October was an interesting month. At the start I had a small slump where I was just doing a small amount each day to keep up, but I managed to turn that around and increase again. I changed my balance slightly and did less tv, but more reading. This was partially due to getting a bit bored of star trek after over 100 episodes, so I have to change things around there if I want to keep watching more TV.

I learned that in this intermediate stage of my learning, it’s quite helpful to spend a week doing some hard vocab work (in which I added lots of example sentences to Anki from my “Mastering German Vocabulary” book). This extensive vocabulary work allowed me to push through to a stage where I understand most of the words on the page quite easily, and there are only a few words that I don’t know.

For the next month, I hope to continue increasing my vocabulary in some specific areas like science, economics, and politics. I also plan to start doing some basic speaking practice on my own, and I’m hoping to develop a better ability to think in German.

don’t just learn a giant list


Here’s a comment I recently made in a forum on The thread was about whether or not it would be beneficial to try and memorize the 4000 most frequently used words in a language as a strategy for learning it.

I think what Parasitius was saying is that if you hope to learn a language through pure flashcards of important vocabulary, you will bore yourself to death, but if you combine it with reading enjoyable native materials, then it can be extremely helpful.

This has been my experience for sure. At different times I vary the percentages, but I like Parasitius’ estimates of 20% SRS and 80% reading. Also, Iverson has given some good advice on this too, saying that his wordlists are for giving him just a general sense of a word’s meaning, but it’s really reading that gives him all the multiple meanings and real usages of the words.

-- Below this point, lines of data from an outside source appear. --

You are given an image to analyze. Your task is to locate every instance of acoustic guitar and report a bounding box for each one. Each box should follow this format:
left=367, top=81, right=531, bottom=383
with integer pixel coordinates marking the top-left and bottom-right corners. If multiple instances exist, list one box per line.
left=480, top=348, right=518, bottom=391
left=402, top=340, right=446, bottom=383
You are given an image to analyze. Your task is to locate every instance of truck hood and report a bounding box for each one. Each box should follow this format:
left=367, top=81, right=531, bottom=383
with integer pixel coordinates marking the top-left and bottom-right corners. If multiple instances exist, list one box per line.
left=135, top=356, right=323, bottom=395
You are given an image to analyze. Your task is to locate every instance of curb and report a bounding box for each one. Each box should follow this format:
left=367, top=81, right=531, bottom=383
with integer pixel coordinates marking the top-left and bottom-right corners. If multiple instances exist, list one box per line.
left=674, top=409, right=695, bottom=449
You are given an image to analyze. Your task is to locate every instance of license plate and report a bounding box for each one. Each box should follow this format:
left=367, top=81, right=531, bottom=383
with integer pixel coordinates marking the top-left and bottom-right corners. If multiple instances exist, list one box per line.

Flashcards or wordlists will never teach you all the subtleties of usage.

Also, I recommend avoiding the idea that you can “scientifically” learn vocabulary “in order”, focusing on “completeness”. Although those things appeal to me, having a background in math and computers, I feel that this mindset is a bit of a dead end for language learning. Instead, I tell myself that I will need to experience each word multiple times in its “natural environment” before I’ll really understand it, and my flashcard work is merely “prep time” that will get me ready for the real thing.

In my mind there are several stages of “knowing” a word. At first, I might see a word a few times in books and I sort of recognize it in the sense of “hey, I’ve seen that before somewhere”. Next, I might look it up once, and get a general sense of the meaning, but I tend to forget it again soon unless I add it to Anki (my SRS of choice). As I keep reading my novels and seeing these new words several times, the word evolves from “huh?” to “oh ya, I recognize that”, to “I know the translation for that” to “I know the meaning without translating” and then to “I can use it with ease in speech”.

I’ve found that the key to moving along this path is just repeated exposure. If you’re really worried at the start that you need to collect 4000 common words and become an expert at all of them, I think you’re going in the wrong direction. Just consistently investigate words as you encounter them, and your vocabulary will grow over time. Curiousity and diligence, that’s all.

When reading, you don’t need to highlight EVERY word on the page that you don’t know. Just pick the two that are most interesting. You’ll see the other ones again eventually; you won’t “lose” them or anything, they’ll still be around later in another book or magazine or movie. As long as you’re somehow improving every day, then that’s enough.